By education, I am a computational linguist. The approaches I've used have led me to the conclusion that I'm also a numbers nerd. Call it what you will - data scientist, statistical analyst, text miner - I love telling a story from data.

On this page you'll find:

Areas of Interest

My main research interest focuses on what I call Personal Language Analytics. PLA is a branch of text mining in which the object of analysis is the author of a document rather than the document itself. There is much that language use can tell us about in an individual. Across a variety of social media we talk a lot. I'm particularly interested in the effects that individual differences play in more conventional content analytics such as sentiment analysis.

Other topics and techniques that I am interested in include:

  • User behaviour modelling
  • Text classification and machine learning
  • Statistical analysis of sports fantasy/tipping data
  • Application of language technology as productivity tool

Doctoral Topic

My PhD thesis was titled The Language of Weblogs - A study of genre and individual differences. My focus was a linguistic study of online diaries - weblogs - in which I explore the hypotheses: Blogs are a linguistically distinctive genre; Personality and gender are projected linguistically in blogs.

Some of my main findings included:

  • As a genre, utilising a number of measures to compare various corpora, blogs have common elements with other types of computer- mediated communication, and are more like traditional written genres compared with email
  • Linguistic projection of five factors of personality and gender are identifiable using both top-down theory based dictionary approaches and data-driven statistical text-mining
  • The most useful approach was that of context-based word n-grams, which accounted for the majority of the statistical variance within the dimensions of study

Collaborators

Some of the excellent people with whom I have had the pleasure and honour of working with.

  • Alastair Gill: Research Fellow at the Department of Digital Humanities, King's College London.
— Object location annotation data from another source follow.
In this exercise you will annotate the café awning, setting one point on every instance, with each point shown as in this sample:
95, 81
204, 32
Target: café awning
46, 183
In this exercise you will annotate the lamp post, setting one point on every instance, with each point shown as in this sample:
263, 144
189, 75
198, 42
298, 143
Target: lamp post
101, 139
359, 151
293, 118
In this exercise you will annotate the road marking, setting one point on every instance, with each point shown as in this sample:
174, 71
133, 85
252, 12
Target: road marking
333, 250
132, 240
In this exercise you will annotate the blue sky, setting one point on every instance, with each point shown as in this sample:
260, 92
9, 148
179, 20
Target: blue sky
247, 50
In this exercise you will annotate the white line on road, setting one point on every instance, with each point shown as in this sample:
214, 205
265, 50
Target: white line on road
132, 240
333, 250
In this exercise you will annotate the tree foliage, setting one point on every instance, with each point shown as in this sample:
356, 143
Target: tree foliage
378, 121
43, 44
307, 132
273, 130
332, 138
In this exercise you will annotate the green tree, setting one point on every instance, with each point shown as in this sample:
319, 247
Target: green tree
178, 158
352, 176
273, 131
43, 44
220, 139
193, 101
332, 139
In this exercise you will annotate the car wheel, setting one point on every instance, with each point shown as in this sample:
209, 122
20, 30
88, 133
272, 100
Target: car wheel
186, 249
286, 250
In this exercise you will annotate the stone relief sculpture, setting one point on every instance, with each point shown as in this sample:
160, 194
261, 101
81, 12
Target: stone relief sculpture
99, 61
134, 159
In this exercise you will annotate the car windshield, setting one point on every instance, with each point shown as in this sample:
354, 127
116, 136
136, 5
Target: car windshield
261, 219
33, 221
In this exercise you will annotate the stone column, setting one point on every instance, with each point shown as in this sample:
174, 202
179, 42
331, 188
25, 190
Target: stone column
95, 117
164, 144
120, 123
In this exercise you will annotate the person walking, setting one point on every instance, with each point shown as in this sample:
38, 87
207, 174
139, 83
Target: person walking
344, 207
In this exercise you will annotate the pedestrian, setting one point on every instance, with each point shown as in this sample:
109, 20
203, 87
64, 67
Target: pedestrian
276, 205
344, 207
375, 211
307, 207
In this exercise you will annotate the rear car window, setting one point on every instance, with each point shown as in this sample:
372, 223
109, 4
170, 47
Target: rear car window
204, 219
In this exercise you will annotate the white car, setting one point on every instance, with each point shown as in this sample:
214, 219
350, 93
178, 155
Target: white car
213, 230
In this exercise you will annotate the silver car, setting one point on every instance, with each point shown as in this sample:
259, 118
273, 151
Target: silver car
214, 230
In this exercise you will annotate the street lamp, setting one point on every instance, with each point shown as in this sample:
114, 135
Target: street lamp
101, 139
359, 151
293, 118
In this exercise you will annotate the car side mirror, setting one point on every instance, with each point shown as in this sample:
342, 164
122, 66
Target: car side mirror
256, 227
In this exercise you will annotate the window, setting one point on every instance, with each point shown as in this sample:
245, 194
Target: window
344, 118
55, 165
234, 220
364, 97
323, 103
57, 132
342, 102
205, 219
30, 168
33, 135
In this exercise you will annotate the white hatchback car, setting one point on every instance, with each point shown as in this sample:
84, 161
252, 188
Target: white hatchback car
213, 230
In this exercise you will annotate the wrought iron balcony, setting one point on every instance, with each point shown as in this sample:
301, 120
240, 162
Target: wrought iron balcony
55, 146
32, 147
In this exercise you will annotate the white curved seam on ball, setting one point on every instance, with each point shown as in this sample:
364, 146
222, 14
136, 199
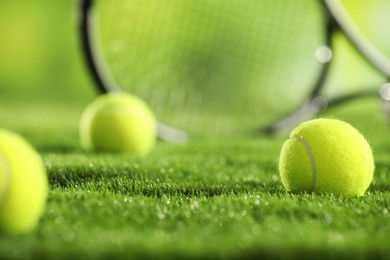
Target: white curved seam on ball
312, 164
366, 154
3, 194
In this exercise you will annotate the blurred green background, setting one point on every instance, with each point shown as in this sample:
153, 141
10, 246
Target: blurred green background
42, 67
39, 50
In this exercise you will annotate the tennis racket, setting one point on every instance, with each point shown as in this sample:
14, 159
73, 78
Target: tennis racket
217, 67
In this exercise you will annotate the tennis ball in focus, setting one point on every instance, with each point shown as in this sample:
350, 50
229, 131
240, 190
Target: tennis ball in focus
118, 122
326, 156
23, 184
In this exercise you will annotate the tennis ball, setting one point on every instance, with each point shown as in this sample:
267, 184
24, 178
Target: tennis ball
23, 184
118, 122
326, 156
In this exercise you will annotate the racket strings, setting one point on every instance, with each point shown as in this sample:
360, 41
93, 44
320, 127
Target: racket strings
219, 59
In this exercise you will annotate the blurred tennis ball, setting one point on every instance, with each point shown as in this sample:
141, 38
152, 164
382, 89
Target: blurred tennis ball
118, 122
326, 156
23, 184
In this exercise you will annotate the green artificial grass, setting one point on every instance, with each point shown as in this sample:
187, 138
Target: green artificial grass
202, 199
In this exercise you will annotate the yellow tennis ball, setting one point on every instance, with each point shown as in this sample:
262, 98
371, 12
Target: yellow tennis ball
326, 156
23, 184
118, 122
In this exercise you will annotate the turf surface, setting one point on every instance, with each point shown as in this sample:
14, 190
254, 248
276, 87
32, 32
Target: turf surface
202, 199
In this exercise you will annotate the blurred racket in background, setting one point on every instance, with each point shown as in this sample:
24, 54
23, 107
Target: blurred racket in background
216, 67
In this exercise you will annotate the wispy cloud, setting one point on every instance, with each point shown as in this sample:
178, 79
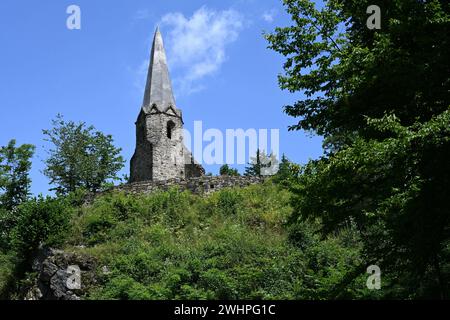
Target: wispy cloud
269, 16
196, 45
142, 14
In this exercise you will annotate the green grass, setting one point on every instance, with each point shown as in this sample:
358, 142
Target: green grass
232, 244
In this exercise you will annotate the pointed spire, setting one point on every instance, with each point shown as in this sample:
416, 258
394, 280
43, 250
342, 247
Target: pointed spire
158, 90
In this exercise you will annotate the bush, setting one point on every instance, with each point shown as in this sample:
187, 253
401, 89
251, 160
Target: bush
41, 221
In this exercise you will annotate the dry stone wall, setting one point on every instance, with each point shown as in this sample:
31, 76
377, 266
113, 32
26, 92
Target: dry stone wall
197, 185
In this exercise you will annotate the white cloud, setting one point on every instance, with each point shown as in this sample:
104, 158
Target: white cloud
196, 45
269, 16
142, 14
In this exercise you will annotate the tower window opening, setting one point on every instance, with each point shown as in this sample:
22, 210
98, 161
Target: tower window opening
170, 128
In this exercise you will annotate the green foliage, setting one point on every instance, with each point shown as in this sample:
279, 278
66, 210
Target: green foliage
15, 166
393, 190
82, 157
381, 99
41, 221
7, 277
261, 165
348, 71
230, 245
225, 170
288, 172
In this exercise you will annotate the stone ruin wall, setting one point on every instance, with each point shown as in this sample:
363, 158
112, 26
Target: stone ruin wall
197, 185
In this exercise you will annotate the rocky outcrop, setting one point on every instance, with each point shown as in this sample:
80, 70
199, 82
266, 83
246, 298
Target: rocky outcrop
61, 275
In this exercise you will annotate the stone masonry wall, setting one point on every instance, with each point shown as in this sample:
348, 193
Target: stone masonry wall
197, 185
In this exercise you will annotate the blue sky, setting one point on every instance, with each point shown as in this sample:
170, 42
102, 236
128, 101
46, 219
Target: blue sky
227, 79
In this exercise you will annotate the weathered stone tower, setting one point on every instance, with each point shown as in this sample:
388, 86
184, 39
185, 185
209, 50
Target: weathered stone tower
160, 152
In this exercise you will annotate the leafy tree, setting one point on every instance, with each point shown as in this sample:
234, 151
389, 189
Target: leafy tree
261, 165
225, 170
81, 158
381, 99
349, 72
15, 165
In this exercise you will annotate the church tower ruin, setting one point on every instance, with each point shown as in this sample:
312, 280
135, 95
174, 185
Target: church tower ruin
160, 151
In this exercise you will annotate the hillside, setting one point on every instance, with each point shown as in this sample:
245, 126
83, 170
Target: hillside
232, 244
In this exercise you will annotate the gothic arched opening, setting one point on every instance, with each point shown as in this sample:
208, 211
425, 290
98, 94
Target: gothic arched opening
170, 129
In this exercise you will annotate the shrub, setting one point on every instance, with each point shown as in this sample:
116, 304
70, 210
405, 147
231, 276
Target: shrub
41, 221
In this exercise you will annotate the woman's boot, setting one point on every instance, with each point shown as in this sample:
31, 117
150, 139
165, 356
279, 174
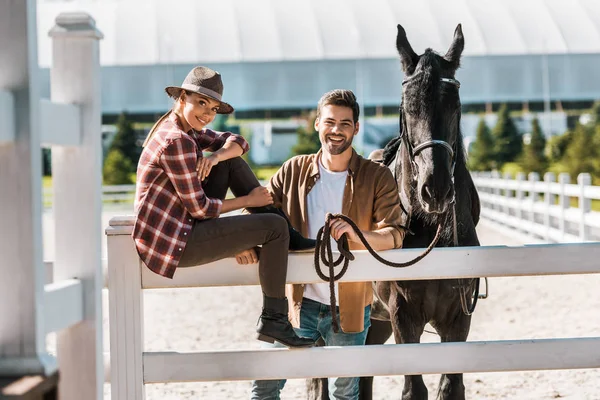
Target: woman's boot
297, 241
274, 324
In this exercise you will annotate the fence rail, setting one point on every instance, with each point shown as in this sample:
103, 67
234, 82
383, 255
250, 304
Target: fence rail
541, 208
132, 368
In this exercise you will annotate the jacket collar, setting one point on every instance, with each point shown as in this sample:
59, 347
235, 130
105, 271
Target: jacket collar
352, 167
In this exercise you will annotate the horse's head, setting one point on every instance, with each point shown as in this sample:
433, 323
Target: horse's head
430, 118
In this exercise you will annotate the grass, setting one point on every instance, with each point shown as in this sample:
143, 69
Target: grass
46, 181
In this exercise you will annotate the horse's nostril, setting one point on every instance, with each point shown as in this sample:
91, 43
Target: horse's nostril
426, 193
449, 193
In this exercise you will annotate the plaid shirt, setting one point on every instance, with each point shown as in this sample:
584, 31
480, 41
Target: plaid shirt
169, 195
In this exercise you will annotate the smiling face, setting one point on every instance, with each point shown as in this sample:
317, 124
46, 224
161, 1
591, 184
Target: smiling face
336, 128
197, 110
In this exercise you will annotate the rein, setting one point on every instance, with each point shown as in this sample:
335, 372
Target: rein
324, 253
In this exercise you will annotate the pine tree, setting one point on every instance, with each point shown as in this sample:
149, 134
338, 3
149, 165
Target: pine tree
508, 142
308, 139
596, 113
534, 158
126, 140
117, 168
481, 155
220, 123
580, 154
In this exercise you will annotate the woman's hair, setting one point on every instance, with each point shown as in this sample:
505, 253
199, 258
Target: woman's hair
175, 109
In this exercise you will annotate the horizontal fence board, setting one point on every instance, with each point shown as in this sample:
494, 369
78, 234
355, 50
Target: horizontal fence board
60, 124
380, 360
441, 263
63, 304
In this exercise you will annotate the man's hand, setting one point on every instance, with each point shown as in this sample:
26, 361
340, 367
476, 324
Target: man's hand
247, 257
205, 165
259, 196
338, 227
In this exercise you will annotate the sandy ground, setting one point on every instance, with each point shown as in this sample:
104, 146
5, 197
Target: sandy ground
518, 308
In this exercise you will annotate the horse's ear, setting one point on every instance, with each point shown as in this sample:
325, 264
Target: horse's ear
455, 51
408, 57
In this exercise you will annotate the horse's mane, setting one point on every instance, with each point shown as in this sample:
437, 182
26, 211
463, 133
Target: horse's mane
423, 92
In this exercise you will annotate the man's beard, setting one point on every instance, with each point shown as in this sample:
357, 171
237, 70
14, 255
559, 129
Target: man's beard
336, 149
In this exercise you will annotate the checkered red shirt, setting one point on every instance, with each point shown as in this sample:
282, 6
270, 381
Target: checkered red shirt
169, 195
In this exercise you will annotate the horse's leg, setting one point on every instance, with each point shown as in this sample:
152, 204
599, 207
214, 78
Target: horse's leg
379, 333
451, 386
408, 325
317, 389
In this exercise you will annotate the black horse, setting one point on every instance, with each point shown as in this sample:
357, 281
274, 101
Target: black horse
434, 184
429, 162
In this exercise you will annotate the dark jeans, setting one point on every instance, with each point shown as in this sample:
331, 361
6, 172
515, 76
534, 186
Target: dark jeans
217, 238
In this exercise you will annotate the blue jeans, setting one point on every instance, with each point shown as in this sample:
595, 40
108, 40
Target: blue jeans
315, 323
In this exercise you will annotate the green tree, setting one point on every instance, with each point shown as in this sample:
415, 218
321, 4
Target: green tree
557, 146
117, 168
220, 123
596, 113
580, 154
308, 139
533, 158
508, 142
126, 141
481, 155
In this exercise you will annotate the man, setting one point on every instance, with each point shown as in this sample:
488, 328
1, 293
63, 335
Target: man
335, 180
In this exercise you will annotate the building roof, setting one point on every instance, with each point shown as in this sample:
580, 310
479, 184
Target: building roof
284, 53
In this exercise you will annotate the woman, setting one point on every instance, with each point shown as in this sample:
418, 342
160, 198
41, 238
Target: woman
180, 195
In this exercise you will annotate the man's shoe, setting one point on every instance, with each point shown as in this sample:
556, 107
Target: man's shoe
297, 241
275, 326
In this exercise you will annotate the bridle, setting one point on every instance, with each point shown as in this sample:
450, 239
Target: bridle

His work focuses on language processes in the expression and perception of characteristics such as personality, emotion, trust and group formation.
  • Jon Oberlander: Professor of Epistemics, University of Edinburgh. His main focus is the development of cognitively-motivated computational and formal models of the ways in which differing people produce fluent discourse.
  • Francisco Iacobelli: assistant professor in the Computer Science Department at Northeastern Illinois University. Interested in intelligent strategies of information retrieval and determining author personality from text.
  • Juanita Whalen: doctoral candidate of psychology, University of Calgary. Exploring the function of non-literal language in emails and weblogs.